How is $Ax + By = C$ the equation of a straight line?
I know the equation, $y = mx + b$ where $m$ is slope and $b$ is $y$-intercept, is a straight line. But I know also that $Ax + By = C$ is a straight line equation, but how does it represent a straight line?
Solution 1:
If you solve for $y$ in $Ax+By = C$ ($B \neq 0$) you get slope-intercept form. In other words, $$By = C-Ax$$ $$y = \frac{C}{B}-\frac{Ax}{B}$$ so that $m = -A/B$ and $b = C/B$ in $y = mx+b$.
As Gonzalo points out, if $B = 0$ then we get $Ax = C$ or $x = C/A$ which is a line parallel to the $y$-axis through the point $(C/A,0)$.
Solution 2:
It is possible to think about $Ax+By=C$ in a few ways.
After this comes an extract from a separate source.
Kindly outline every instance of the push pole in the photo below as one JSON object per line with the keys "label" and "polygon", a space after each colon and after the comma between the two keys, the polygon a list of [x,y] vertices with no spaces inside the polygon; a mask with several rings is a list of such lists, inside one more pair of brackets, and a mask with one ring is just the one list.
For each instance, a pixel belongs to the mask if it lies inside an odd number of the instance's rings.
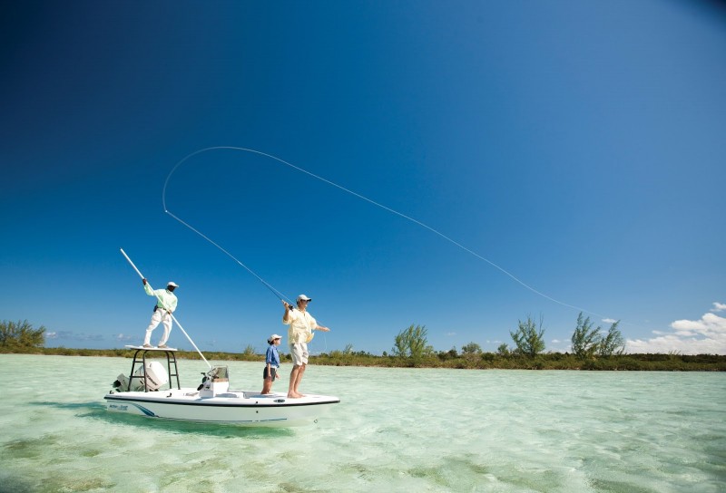
{"label": "push pole", "polygon": [[[143,279],[144,278],[143,275],[141,273],[141,271],[139,269],[136,268],[136,266],[134,266],[133,262],[131,261],[131,258],[129,258],[129,256],[127,256],[126,252],[123,251],[123,248],[121,248],[121,253],[123,255],[123,256],[126,257],[126,260],[129,261],[129,264],[131,264],[131,266],[133,267],[133,270],[136,271],[136,274],[139,275],[139,277]],[[149,284],[149,282],[147,281],[146,284]],[[152,285],[149,285],[149,289],[153,291],[153,288],[152,288]],[[156,296],[156,299],[159,300],[162,303],[162,304],[164,304],[164,302],[163,302],[163,300],[162,300],[162,298],[160,298],[159,296]],[[185,331],[184,327],[182,326],[182,324],[179,323],[179,321],[176,319],[176,317],[173,315],[173,314],[169,314],[172,315],[172,320],[176,322],[176,324],[179,325],[179,328],[182,329],[182,332],[184,333],[184,335],[187,336],[187,339],[189,339],[189,342],[191,343],[192,346],[194,346],[194,349],[197,350],[197,353],[199,353],[199,355],[201,356],[202,360],[204,360],[204,362],[207,363],[207,366],[209,366],[210,369],[211,369],[211,365],[210,364],[210,362],[207,361],[207,359],[204,357],[204,354],[202,354],[201,352],[199,350],[199,348],[197,347],[197,344],[194,343],[194,341],[192,341],[191,337],[189,336],[189,334],[187,334],[187,331]]]}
As in other answers, you can rewrite it either in the form $x=k$ or in the form $y=mx+b$.
If you know about vectors, you can think of the vector $\langle A,B\rangle$ as being some vector orthogonal (perpendicular) to the line and $C=\langle A,B\rangle\cdot\langle x_0,y_0\rangle$ for any given point $(x_0,y_0)$ on the line (see my answer here for more details on this idea).
If $A=0$ or $B=0$, then the equation describes a vertical or horizontal line, since it says that $y$ or $x$ is a constant. Given that, from here on, let's assume that $A,B\neq 0$.
As $x$ decreases by $\frac{1}{A}$, $y$ has to increase by $\frac{1}{B}$ to keep the sum $Ax+By$ constantly equal to $C$ (and vice versa if $x$ increases). Since the change in $y$ is constant for a constant change in $x$, the relationship between $x$ and $y$ is linear.
In terms of graphing from $Ax+By=C$ form, let $x=0$ so that $By=C$ or $y=\frac{C}{B}$, to get that $(0,\frac{C}{B})$ is the $y$-intercept. Similarly, $(\frac{C}{A},0)$ is the $x$-intercept. Plotting these two points and drawing the unique line through them gives the graph of $Ax+By=C$.
Solution 3:
If $B=0$ and $A\neq 0$, then the equation is simply $x=C/A$, which is a straight line parallel to the $y$-axis passing through the point $(C/A,0)$; if $B\neq 0$, then you can rewrite $Ax+By=C$ as $y=\dfrac{-A}{B}x+\dfrac{C}{B}$ which is a straight line with slope $\dfrac{-A}{B}$ and $y$-intercept $\dfrac{C}{B}$.